Andrewj, how do you find zerohedge as an independent news source?

Up
0

Back up the truck re Fonterra.
You forgot to include that they are scrapping all bonuses for the 18-19 year. This is money already earned, so there is going to be some very very seriously pissed workers out there. They couldn't retrospectively deal to Theo's bonuses so why everyone else.
This is going to cause long-term I'll will so just how serious are they problems and do they extend beyond asset writedowns to cashflow?

Up
0

Scrapping bonuses when the company is hemorrhaging is (should be) standard practice for any large company. Individual employment contracts should have a clause that any payable bonus is subject to satisfactory performance of the overall business. They are probably only reporting the fact because it is going to make the REALLY bitter pill we are are about to receive on the 12th seem slightly fair.

Up
0

They're only reporting it because it got leaked.
Agree on the contract terms meaning they can do it but what's so bad that's coming in the 12th that they would alienate 22,000 employees.

Up
0

Expect Layoffs, lots of them!

Up
0

This article talks about the impact of saving for a deposit/high debt on spending. We are lowering interest rates to boost the economy, but lower interest rates increase house prices and increase house prices increase deposits and debt and increasing deposits and debt decrease spending.

The wealth effect of higher house prices is temporary (one off) and dubious (only real for investors), whereas the burden of higher house prices for future generations is permanent and perpetual.

https://www.nzherald.co.nz/personal-finance/news/article.cfm?c_id=12&ob…

Up
0

You need to think about the wealth effect as it relates to consumer spending.
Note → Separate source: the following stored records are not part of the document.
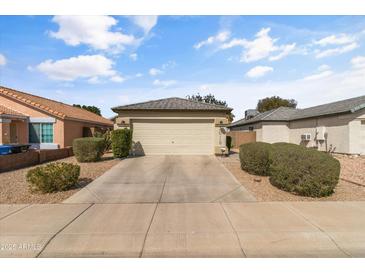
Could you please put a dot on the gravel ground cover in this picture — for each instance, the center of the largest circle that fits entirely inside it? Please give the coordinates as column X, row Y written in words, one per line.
column 351, row 169
column 14, row 187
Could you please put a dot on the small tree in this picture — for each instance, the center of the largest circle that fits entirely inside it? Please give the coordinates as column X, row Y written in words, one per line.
column 93, row 109
column 210, row 99
column 121, row 142
column 274, row 102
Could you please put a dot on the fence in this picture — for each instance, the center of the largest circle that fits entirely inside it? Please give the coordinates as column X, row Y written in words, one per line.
column 241, row 137
column 32, row 157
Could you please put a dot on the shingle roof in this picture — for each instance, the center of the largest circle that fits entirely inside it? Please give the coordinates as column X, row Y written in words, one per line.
column 173, row 103
column 289, row 114
column 54, row 108
column 10, row 112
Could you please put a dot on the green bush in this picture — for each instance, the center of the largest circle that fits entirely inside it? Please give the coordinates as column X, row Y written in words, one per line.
column 53, row 177
column 255, row 158
column 121, row 142
column 229, row 143
column 303, row 171
column 89, row 149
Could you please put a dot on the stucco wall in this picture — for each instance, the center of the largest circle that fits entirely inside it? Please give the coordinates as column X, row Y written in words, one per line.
column 343, row 132
column 273, row 132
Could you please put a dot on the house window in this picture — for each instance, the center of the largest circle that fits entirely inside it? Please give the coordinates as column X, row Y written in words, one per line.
column 40, row 133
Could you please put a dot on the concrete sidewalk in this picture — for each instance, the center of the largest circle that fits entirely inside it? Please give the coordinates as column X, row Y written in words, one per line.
column 298, row 229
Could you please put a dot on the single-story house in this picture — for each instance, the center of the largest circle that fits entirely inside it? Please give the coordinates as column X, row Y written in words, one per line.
column 175, row 126
column 44, row 123
column 337, row 127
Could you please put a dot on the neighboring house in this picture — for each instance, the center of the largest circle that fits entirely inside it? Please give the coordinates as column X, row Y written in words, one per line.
column 175, row 126
column 44, row 123
column 338, row 126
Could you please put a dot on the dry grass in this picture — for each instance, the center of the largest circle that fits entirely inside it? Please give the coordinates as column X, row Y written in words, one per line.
column 14, row 188
column 260, row 187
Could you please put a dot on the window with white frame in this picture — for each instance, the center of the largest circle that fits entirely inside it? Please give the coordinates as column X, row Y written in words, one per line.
column 40, row 133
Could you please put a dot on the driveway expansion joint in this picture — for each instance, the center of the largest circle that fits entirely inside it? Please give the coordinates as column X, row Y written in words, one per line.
column 298, row 213
column 62, row 228
column 234, row 230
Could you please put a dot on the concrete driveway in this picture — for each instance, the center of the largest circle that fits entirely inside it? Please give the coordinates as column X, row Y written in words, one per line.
column 164, row 179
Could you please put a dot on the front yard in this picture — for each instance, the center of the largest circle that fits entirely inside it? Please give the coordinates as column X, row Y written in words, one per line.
column 14, row 188
column 352, row 169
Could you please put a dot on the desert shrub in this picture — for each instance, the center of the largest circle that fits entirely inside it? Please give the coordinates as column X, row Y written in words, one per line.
column 229, row 143
column 303, row 171
column 89, row 149
column 255, row 158
column 53, row 177
column 121, row 142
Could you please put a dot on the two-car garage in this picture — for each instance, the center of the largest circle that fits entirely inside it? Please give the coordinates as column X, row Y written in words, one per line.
column 174, row 126
column 176, row 137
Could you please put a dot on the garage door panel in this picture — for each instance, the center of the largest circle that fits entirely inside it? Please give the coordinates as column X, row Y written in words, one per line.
column 174, row 137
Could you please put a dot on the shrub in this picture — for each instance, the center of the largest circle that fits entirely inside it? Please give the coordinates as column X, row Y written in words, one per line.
column 255, row 158
column 121, row 142
column 303, row 171
column 53, row 177
column 229, row 143
column 89, row 149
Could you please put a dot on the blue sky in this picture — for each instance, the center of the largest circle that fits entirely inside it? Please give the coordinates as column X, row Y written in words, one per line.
column 114, row 60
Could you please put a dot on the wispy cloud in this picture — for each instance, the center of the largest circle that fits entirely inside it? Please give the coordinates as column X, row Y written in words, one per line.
column 259, row 71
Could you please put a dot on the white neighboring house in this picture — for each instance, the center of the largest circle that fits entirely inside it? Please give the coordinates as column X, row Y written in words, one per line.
column 337, row 126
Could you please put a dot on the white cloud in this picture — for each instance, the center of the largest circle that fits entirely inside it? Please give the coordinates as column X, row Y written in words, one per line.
column 220, row 37
column 2, row 60
column 133, row 56
column 323, row 67
column 165, row 83
column 259, row 71
column 94, row 31
column 146, row 22
column 320, row 75
column 323, row 71
column 262, row 47
column 340, row 39
column 286, row 50
column 358, row 62
column 155, row 71
column 91, row 67
column 336, row 51
column 117, row 79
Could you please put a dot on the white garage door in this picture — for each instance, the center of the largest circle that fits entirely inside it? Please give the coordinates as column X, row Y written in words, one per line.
column 173, row 137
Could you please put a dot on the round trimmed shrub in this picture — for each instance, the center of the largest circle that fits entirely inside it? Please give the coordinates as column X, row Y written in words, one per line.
column 255, row 158
column 121, row 142
column 88, row 149
column 53, row 177
column 229, row 143
column 303, row 171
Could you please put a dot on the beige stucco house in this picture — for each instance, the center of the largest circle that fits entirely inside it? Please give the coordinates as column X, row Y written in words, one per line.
column 175, row 126
column 43, row 123
column 338, row 126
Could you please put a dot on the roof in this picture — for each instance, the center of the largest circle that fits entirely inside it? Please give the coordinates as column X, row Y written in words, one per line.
column 278, row 114
column 173, row 103
column 290, row 114
column 5, row 111
column 54, row 108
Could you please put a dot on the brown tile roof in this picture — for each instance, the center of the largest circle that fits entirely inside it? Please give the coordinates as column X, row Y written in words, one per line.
column 173, row 103
column 7, row 111
column 54, row 108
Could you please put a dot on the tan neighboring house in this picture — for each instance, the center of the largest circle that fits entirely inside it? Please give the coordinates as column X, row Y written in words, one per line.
column 44, row 123
column 175, row 126
column 338, row 126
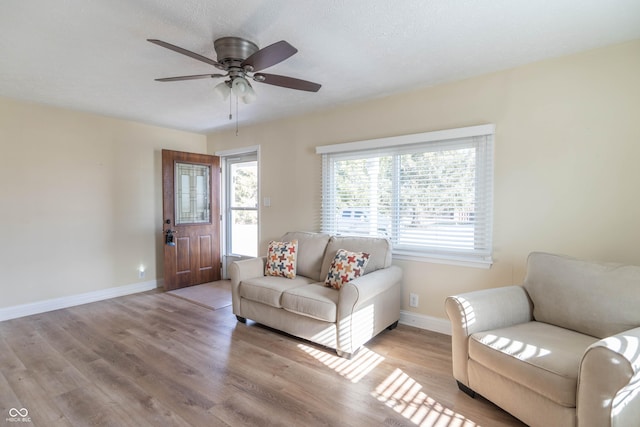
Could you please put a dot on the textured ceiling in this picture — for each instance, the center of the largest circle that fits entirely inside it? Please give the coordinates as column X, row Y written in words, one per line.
column 92, row 55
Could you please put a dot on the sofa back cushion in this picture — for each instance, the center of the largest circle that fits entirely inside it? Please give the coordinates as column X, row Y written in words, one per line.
column 379, row 251
column 311, row 248
column 595, row 299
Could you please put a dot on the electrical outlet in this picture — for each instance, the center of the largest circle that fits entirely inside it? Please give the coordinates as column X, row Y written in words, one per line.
column 413, row 300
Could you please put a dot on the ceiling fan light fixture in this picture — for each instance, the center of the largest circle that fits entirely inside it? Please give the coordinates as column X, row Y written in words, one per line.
column 222, row 90
column 240, row 86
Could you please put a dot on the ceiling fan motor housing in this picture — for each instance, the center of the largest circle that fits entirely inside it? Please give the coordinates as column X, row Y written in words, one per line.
column 232, row 51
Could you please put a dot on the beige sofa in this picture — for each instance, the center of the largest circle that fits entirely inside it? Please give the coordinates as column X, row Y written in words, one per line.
column 342, row 319
column 562, row 350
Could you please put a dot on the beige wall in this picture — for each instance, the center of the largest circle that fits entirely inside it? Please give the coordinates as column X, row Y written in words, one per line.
column 567, row 154
column 80, row 201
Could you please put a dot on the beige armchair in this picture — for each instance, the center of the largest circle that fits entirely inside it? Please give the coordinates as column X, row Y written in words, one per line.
column 561, row 350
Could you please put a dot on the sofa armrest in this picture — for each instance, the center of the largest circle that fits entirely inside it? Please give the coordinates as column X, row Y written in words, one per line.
column 609, row 382
column 243, row 270
column 482, row 311
column 366, row 306
column 361, row 290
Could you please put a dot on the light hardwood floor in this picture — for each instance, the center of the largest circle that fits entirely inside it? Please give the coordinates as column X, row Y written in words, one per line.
column 152, row 359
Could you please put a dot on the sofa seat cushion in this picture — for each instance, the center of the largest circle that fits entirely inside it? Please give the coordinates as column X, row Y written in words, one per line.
column 539, row 356
column 315, row 300
column 268, row 289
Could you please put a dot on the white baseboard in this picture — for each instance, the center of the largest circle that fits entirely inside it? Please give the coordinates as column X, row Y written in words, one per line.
column 429, row 323
column 73, row 300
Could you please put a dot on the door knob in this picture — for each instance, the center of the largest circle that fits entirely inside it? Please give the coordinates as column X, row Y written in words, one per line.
column 169, row 237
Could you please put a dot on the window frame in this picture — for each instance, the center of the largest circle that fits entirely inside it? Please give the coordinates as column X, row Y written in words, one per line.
column 482, row 139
See the car sales example above. The relationship between car sales and house price growth is strong.

https://www.businessinsider.com.au/australia-house-prices-luxury-car-sa…

Up
0

I don’t doubt that the wealth effect is real. What I’m questioning is whether say the wealth effect from housing over 1 year is +1, two years +2 but over 10 years -5.

Up
0

Interesting the amount of people in the survey with their head in the sand.
https://www.nzherald.co.nz/nz/news/article.cfm?c_id=1&objectid=12264698…

Up
0

Interesting,yes. Surprising? Sadly no.